梅靜堯想讓老汪將女孩送到金沙福利院去,老汪舍不得,還開玩笑說︰「一個是養,兩個也是養!小女孩是容哥的好玩伴。自女孩來了,容哥平日無端地哭鬧,明顯比以往稀少許多。況且,這女孩乖巧听話。長的細眉長眼、白淨臉,一眼看上去就是個厚道孩子。等長大了,一準是個好閨女。熙豪和容哥兩個,她相中那個嫁那個,也算咱老汪家沒白養她一場。再說,現在政策好,咱家開這百貨店也能賺些錢。家里不缺她這一雙碗筷。」

汪氏女和兒子意見一致,很贊成把女孩留下。汪氏女說,家里養個女孩不多余。熙豪長地丑,長大萬一找不到媳婦,家里不正好有個現成的俊俏童養媳。

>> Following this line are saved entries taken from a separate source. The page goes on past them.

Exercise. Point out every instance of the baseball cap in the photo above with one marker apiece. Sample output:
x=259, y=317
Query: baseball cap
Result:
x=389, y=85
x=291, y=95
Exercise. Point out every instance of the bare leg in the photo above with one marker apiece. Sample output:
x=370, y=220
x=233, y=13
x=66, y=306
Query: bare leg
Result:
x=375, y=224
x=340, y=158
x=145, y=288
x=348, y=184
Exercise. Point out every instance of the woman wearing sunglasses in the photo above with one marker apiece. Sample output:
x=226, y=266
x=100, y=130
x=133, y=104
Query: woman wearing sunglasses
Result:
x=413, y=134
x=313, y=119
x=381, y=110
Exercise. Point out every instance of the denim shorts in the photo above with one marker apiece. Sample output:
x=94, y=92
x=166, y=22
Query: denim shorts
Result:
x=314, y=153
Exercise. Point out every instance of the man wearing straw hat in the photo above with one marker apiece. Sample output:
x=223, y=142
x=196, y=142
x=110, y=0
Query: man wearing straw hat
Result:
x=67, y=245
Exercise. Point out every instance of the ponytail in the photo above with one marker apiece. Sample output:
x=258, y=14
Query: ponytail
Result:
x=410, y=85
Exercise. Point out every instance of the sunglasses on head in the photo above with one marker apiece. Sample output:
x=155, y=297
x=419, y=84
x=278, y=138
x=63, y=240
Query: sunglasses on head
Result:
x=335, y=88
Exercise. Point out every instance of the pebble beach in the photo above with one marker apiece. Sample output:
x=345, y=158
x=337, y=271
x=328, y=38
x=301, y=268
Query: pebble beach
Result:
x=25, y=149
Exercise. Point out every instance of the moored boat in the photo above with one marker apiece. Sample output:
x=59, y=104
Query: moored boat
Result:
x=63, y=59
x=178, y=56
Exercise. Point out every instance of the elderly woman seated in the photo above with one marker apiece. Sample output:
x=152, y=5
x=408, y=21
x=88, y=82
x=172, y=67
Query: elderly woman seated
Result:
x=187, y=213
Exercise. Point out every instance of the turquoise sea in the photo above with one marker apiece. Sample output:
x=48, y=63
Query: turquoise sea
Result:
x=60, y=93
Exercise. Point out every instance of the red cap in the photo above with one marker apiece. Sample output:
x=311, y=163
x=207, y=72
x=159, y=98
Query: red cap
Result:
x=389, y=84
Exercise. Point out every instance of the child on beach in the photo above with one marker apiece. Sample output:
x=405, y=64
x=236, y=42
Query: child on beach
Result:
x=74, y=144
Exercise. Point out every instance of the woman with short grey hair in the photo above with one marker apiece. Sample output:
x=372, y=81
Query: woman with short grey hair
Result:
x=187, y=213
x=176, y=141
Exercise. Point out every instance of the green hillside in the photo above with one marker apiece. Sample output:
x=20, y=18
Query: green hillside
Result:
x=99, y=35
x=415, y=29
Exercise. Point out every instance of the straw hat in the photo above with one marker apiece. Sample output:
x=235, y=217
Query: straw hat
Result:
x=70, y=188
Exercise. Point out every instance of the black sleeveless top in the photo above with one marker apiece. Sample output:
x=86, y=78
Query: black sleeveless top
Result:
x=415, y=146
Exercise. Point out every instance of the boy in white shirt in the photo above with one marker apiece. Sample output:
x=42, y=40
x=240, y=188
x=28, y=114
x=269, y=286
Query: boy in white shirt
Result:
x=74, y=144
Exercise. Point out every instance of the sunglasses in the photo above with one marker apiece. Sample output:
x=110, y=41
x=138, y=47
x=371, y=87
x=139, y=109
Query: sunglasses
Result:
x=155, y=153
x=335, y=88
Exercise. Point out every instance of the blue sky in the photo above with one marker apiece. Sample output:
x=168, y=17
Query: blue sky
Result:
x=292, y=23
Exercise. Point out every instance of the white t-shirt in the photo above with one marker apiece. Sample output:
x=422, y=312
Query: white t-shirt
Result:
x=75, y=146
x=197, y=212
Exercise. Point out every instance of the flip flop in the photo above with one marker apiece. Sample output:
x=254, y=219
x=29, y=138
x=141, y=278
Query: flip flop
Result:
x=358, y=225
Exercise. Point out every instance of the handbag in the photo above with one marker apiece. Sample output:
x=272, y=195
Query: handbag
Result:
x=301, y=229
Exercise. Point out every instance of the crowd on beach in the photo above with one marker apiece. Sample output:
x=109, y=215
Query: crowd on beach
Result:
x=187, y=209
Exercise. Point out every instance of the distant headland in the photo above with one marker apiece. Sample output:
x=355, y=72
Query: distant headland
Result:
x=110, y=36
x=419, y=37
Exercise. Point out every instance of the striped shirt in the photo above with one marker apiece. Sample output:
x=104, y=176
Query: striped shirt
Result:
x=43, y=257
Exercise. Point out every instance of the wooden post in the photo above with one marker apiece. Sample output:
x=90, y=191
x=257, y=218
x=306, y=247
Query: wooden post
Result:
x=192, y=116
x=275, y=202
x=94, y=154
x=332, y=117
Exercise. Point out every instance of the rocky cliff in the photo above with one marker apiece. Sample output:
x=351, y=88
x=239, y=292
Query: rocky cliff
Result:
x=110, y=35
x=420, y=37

結果,汪家以多數壓倒少數意見,收養了這個女棄嬰。日子長了,梅靜堯慢慢也喜歡上,這個臉蛋清秀,性格溫順,听話懂事的女孩。還想方法找到秀水巷派出所戶籍科,好說歹說,給女孩報上了戶口。在填報戶口時,梅靜堯在戶籍檔案姓名一欄,隨手寫下了「汪家梅」三個字。

自此,這名叫汪家梅的女棄嬰,加入金沙秀水巷8號院,這個老少三代不甚和睦,情感關系錯綜復雜的大家庭。